Buddhi Kumari Gurung of Batulechauri has been living in the darkness since the past five days.
Though she had informed Nepal Electricity Authority (NEA) about it, the issue has been neglected. “They did not respond when I reported through phone so I went to the office to report it.”
Thirty-three locals complained about issues related to electricity at an event organized by Civil Society for Good Governance Kaski in cooperation with Transparency International Nepal. Most of them said bare wire and broken meter were the causes of the problems they were facing.
Some suggested that coupon system should be introduced replacing unmanaged queue in the office. Prakash Basyaula residing in Prithivi Chowk said it would be easier if token system was introduced. He claimed that electricity officials were more involved in extra organizational activities than their designated work, because of which the consumers were suffering.
Premlal BK of Tamagi-23 pointed that electricity has been disrupted in his village since the past three years. “Officials say the system is broken,” BK said: “It is hard for us because it is difficult travelling from home to the electricity office. Officials do not want to listen to our concern.”
According to Padam Bahadur Gurung, meter readers from NEA haven’t visited his house at Birauta, Biruwamarga, since the past seven months. He has to read the meter himself and go to the NEA office to pay the charge.
Dwarika Kumar Shrestha of Gharipatan-17 said that despite the line cut, they have not received any compensation.

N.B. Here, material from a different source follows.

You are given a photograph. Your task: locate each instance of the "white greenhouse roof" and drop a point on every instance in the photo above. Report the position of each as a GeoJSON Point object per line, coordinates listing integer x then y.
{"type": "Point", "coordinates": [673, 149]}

“If there is delay in payment of the bill we have to pay fine, but the officials have liberty to do anything they like,” he told Republica: “They treat consumers very poorly. If we ask anything them anything that we don’t know, they feel irritated.”
Naran Sapkota of Madi Rural Municipality-7 said that the placement of electric poles at long distance was the cause of frequent line cut. He said the line cut takes place three to four times a day. Another local, Shanti Poudel, suggested that the bare wires should be managed. She said that the bare wires in front of her house posed great risk when it rained. She added it would be easier if electricity bill could be paid online.
Bhanu Parajuli, program officer at Transparency International Nepal, said that he found consumers having trouble while lodging complaints. Most of the consumers said the problem was in wire as well as in the meter reading. “Nepal Electricity Authority (NEA) should be answerable to the consumers,” Parajuli said: “They should work on the primary problem of their consumers first.”
Suraj Gautam, head of NEA Pokhara Distribution Center said that the complaints would be resolved in sequential manner. He said that they had no budget to manage bare wire, and that wind and storm were causing problem.
“We don’t have an appropriate area to place transformers,” Gautam said: “Locals demand the placement of transformer in their area but they do not care for it after installation.”